Nearly all melanin pigments in canary birds are a combination of melanin such as brown and a base lipochrome color, such as yellow. For example, a combination of a yellow base and covered with melanin black and brown would give us a green canary. let’s explore the green canary and other melanian pigments types in more detail:
The “green” color is considered the most common among canaries and is actually the original color of the wild canary. Through selective breeding over the years, we have obtained other endless shades such as yellow and white. While green canaries may appear to have green feathers, they actually do not.
Green is not considered a lipochrome color, but rather a combination of yellow lipochrome and black/brown melanin, which creates the illusion of green. The black/brown melanin is most visible in the bird’s wings and tail, giving the appearance of a green body. So while it may look like the green canary has green feathers, it’s actually just a trick of the eye.
Cinnamon and fawn are two of the most common and basic types of brown colors in canaries. Cinnamon brown canaries have a dark brown melanin pigment combined with a yellow lipochrome base color, resulting in cinnamon-like color, hence the name.
Fawn-brown canaries, on the other hand, have a lighter brown melanin pigment combined with a white lipochrome base, resulting in a lighter, more whitish-brown. This coloration is also caused by a genetic mutation, but it affects a different gene than the one that produces cinnamon brown.
Blue canaries are not actually blue, but rather a combination of white base or ground color and dark black/brown melanin. The melanin pigment gives the appearance of blue or grey, but the bird’s ground color is actually white. This is similar to how the green canary appears green due to a combination of yellow and black/brown melanin pigments.
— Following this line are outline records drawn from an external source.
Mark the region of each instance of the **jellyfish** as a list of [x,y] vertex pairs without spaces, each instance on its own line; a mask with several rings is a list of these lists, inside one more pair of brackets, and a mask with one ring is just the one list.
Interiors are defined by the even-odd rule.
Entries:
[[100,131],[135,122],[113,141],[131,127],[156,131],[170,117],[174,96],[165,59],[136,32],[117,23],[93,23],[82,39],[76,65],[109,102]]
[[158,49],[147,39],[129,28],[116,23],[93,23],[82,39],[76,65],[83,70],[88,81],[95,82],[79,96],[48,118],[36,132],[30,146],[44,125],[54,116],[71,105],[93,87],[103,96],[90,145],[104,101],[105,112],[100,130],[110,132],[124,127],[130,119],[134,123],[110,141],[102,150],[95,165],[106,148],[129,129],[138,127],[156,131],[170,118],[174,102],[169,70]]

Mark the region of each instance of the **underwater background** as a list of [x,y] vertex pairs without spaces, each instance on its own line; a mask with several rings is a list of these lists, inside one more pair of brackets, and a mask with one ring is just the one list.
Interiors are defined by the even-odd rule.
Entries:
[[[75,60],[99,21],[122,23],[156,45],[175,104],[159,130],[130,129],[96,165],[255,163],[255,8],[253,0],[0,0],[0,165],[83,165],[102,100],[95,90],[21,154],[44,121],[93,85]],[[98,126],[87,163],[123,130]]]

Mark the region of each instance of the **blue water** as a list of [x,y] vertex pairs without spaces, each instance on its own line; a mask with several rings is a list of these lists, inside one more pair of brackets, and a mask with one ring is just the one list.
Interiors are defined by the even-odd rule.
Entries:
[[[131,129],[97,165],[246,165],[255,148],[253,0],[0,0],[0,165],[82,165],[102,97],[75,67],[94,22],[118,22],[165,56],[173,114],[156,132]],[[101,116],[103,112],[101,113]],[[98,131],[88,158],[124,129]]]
The presence or absence of brown melanin determines whether the blue coloration appears lighter or darker. Blue canaries are typically bred by crossing a green canary with a white canary to produce offspring with the desired coloration. Other factors, such as genetics and diet, can also influence the shade of blue displayed by the bird.
The Variegated Canary
Variegated is a type of canary bird that has a combination of both melanin and lipochrome colors. The feathers on the bird are a mix of white or yellow with areas of black or brown. However, unlike in green and blue canaries, the melanin pigment (black to brown) doesn’t have a consistent pattern on the bird’s body. These colors are randomly distributed, giving each variegated canary a unique and distinctive appearance.
Other canary colors
Canary birds offer an astonishing range of color combinations, making them highly sought-after among bird enthusiasts and breeders. Many of these captivating colors are the result of intricate combinations of lipochrome and melanin pigments, as well as variations in their shades. Canary plumage can exhibit a spectrum of hues, from vivid and vibrant to subtle and delicate. The names of the following color-bred canaries are derived from the specific combinations and shades they possess with some colors appearing more diluted, showcasing lighter tones, while others exhibit darker and more intense pigmentation:
Canary breeders and enthusiasts have dedicated themselves to refining and developing new color variations through selective breeding programs. The continuous exploration and introduction of these diverse color combinations have turned canaries into fascinating and cherished part of the avian world.